Caitlin Horsmon, Practical Optics, 2016. View of installation at Front/Space.

Kansas City is a unique home for contemporary art. Galleries and art businesses stick around, because the arts economy is estimated to be worth almost $70 million. Businesses and benefactors extend their generosity by hiring artists with some frequency. But even here, the cycle of artist-pioneered neighborhoods often ends in rent hikes and commercial spaces. Many of the artists who got their start in the Crossroads have moved to the outskirts, where there is less pressure for them to sell. These eclectic spaces allow them to experiment, unrestricted by profitability. The Kiosk Gallery, which relocated to Columbus Park, schedules shows based on original thought instead of demand. It allows space for experimental projects like the Black House Collective, a residency founded by composer Hunter Long that encourages the integration of sound, sculpture, and performance. Considering the small size of the gallery, owners Eric and Erin Dodson have made a uniquely inclusive space for cross-medium experimentation. In the East Crossroads, the Belger Crane Yard Studios provide studio and exhibition space for artists working in clay, metal, and lithography. In a separate building, the affiliated Belger Arts Center offers a less formal but continuously charming gallery and workspace on the first floor and a vast exhibition space at the top accessible via an old-school freight elevator. International artists, including El Anatsui and Robert Stackhouse, have displayed critically regarded works on this upper level, a raw-wood warehouse space with carefully arranged white walls. Many of the ceramic works at Belger don’t require the “white cube” and instead occupy pedestals and shelves in the unrefined interior. Belger Crane Yard Studios and the Belger Arts Center may occupy two separate buildings, but the residency offers two functional ceramic studios, gallery spaces, and more in each location. A rotating cast of ceramic artists can be found in the lower-level space, which remains raw enough to flaunt its warehouse beginnings.

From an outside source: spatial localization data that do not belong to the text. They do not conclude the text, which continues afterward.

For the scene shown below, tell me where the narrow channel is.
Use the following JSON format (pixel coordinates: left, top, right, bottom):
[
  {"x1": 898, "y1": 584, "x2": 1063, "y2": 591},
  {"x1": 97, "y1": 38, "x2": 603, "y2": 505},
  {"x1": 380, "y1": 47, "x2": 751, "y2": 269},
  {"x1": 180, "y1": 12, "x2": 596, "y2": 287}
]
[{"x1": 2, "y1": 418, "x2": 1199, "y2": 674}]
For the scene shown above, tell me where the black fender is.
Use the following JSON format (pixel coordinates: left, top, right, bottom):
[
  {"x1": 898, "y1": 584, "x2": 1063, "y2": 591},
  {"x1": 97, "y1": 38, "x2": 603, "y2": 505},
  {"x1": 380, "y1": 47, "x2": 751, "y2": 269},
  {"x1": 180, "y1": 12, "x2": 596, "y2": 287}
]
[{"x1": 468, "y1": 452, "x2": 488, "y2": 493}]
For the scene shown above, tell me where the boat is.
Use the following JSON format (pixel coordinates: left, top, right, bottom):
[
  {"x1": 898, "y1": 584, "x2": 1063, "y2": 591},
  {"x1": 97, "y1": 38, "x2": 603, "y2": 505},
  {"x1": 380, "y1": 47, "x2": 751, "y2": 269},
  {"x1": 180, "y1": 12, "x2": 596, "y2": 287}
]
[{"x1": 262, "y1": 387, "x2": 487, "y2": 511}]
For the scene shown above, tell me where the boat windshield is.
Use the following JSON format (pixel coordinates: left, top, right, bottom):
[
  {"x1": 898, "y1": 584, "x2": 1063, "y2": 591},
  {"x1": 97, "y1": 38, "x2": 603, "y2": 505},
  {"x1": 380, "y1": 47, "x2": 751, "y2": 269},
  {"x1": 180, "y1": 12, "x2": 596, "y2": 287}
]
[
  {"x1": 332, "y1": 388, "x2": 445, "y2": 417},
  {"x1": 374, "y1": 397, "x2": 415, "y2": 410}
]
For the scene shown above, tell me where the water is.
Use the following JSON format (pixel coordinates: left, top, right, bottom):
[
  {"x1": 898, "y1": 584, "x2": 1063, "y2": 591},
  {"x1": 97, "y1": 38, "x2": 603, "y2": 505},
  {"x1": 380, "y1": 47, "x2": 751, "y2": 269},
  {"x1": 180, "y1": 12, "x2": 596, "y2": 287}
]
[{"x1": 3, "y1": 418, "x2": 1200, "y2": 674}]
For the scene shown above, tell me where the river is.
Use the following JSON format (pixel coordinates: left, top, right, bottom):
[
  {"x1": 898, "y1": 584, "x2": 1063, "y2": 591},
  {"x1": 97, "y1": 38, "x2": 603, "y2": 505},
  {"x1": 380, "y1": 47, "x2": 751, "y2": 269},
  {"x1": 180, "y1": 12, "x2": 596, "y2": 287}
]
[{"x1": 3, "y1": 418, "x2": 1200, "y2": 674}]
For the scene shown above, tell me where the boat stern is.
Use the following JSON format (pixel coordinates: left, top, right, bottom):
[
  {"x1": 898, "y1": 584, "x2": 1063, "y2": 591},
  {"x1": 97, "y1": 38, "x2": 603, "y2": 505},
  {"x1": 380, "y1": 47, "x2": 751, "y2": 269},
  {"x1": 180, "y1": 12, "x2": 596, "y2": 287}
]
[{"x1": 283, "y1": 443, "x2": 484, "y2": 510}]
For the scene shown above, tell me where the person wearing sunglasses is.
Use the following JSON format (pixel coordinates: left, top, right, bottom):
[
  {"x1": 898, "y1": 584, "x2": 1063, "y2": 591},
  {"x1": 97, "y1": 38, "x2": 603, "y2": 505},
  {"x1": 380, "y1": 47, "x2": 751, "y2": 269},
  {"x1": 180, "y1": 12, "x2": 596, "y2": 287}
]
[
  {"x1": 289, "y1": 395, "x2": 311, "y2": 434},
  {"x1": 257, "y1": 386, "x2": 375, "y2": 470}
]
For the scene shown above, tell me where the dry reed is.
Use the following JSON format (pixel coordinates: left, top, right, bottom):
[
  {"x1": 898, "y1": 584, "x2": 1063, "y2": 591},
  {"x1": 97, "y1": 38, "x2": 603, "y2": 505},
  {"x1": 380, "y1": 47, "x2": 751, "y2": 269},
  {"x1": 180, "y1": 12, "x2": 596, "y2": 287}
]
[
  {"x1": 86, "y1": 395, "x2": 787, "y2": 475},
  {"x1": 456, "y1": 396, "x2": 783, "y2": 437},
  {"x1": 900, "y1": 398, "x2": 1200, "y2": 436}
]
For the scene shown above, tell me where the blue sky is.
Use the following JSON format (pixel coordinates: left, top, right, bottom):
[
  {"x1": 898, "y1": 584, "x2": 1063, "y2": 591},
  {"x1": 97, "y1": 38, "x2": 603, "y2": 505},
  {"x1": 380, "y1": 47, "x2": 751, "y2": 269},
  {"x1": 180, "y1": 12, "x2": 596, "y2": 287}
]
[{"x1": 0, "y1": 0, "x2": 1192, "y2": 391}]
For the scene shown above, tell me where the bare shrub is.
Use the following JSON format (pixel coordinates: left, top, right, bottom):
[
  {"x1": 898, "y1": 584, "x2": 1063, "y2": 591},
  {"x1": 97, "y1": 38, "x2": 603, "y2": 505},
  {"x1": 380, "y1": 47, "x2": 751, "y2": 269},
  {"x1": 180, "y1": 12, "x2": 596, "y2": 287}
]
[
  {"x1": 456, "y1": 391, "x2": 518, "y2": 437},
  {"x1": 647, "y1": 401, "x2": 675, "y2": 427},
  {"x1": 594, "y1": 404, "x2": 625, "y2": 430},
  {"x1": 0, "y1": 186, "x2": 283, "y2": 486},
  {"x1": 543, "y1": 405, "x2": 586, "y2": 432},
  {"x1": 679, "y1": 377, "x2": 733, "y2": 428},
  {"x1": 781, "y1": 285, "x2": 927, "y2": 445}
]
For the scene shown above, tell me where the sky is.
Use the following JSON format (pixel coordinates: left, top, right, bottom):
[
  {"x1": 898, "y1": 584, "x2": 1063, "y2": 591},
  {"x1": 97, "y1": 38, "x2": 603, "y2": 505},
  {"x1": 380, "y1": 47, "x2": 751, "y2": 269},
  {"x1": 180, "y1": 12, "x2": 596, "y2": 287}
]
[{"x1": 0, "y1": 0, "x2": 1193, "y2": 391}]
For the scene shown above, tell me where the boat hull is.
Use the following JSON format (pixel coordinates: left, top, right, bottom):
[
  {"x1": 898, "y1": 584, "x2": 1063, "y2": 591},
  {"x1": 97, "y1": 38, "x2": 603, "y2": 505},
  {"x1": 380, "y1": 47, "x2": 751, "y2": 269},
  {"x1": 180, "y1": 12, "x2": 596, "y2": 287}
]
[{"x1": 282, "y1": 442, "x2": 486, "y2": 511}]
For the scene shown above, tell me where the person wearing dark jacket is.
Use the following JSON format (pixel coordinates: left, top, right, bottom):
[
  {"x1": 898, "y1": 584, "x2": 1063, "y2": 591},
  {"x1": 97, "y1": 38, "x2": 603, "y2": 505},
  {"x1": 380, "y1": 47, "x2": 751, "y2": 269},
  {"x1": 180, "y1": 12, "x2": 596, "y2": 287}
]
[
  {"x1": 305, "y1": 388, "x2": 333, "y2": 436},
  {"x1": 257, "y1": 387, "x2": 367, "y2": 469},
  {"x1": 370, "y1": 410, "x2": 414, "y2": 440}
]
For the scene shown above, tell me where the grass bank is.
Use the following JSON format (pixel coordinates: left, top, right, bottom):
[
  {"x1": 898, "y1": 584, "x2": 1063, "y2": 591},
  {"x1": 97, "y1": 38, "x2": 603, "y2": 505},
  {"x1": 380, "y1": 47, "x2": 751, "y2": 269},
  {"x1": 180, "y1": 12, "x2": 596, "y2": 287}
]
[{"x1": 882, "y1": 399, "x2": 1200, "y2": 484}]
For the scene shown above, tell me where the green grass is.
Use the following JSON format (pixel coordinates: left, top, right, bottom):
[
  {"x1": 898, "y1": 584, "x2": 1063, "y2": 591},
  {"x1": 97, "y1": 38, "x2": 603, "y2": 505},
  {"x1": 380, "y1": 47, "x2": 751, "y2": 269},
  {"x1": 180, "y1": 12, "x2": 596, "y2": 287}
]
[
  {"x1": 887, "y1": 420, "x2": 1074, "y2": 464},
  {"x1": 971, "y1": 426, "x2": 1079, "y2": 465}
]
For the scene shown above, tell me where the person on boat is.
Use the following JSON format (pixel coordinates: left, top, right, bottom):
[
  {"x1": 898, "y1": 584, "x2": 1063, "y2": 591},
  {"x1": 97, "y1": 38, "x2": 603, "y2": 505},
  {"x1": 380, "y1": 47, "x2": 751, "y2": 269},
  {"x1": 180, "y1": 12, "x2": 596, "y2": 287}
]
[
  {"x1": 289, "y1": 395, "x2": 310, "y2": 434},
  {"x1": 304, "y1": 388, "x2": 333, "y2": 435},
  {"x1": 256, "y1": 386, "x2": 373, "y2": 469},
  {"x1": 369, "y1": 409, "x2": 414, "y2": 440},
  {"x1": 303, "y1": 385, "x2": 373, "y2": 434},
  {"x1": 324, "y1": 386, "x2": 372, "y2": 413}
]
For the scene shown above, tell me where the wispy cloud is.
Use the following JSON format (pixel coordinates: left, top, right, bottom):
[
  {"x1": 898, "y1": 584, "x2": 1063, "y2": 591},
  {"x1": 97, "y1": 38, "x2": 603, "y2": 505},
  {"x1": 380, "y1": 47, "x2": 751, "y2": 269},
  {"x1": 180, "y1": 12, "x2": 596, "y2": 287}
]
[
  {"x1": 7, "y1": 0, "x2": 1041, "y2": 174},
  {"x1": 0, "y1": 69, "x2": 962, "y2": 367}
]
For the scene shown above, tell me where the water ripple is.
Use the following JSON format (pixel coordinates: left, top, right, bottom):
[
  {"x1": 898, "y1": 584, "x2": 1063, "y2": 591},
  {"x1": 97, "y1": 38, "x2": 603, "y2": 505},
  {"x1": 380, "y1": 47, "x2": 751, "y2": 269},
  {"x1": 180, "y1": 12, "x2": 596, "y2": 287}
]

Caitlin Horsmon, Practical Optics, 2016. View of installation at Front/Space.

Deep in the outskirts of Kansas City, in Wyandotte County, artist Michael Wickerson has built a haven for sculptors who require more space. The 11-acre property has been completely transformed to suit iron pours, mold-making, performance art, and even outdoor musical events. Wickerson Studios and Foundry provides tools that iron casters might find difficult to access outside the art college, and Michael Wickerson emphasizes a hands-on, interactive experience. Inspired by his two young boys, Wickerson pioneered a unique program for children to attend a class and cast their first bronze sculpture as a direct way to encourage art at an early stage. Similarly, Jacob Burmood builds and casts his large-scale public sculptures on a 15-acre plot in a studio equipped for clay, bronze, and aluminum. Finished pieces are transported to be shown outside the Olathe courthouse, the University of Kansas, and the Leopold Gallery in the Crossroads.

No matter where art begins in Kansas City, or where it ends up, much of what is created eventually passes through this celebrated neighborhood. What stands out is an overwhelming variety of mediums and a focus on experimentation that swells with new waves of artists each year. While the region might appear to offer less visibility than a city on a coast, artists stick around for the flexibility, an advantage for those beginning their careers. Wide-open spaces, a history of community building, and an outlaw spirit make Kansas City an exceptional place to be an artist.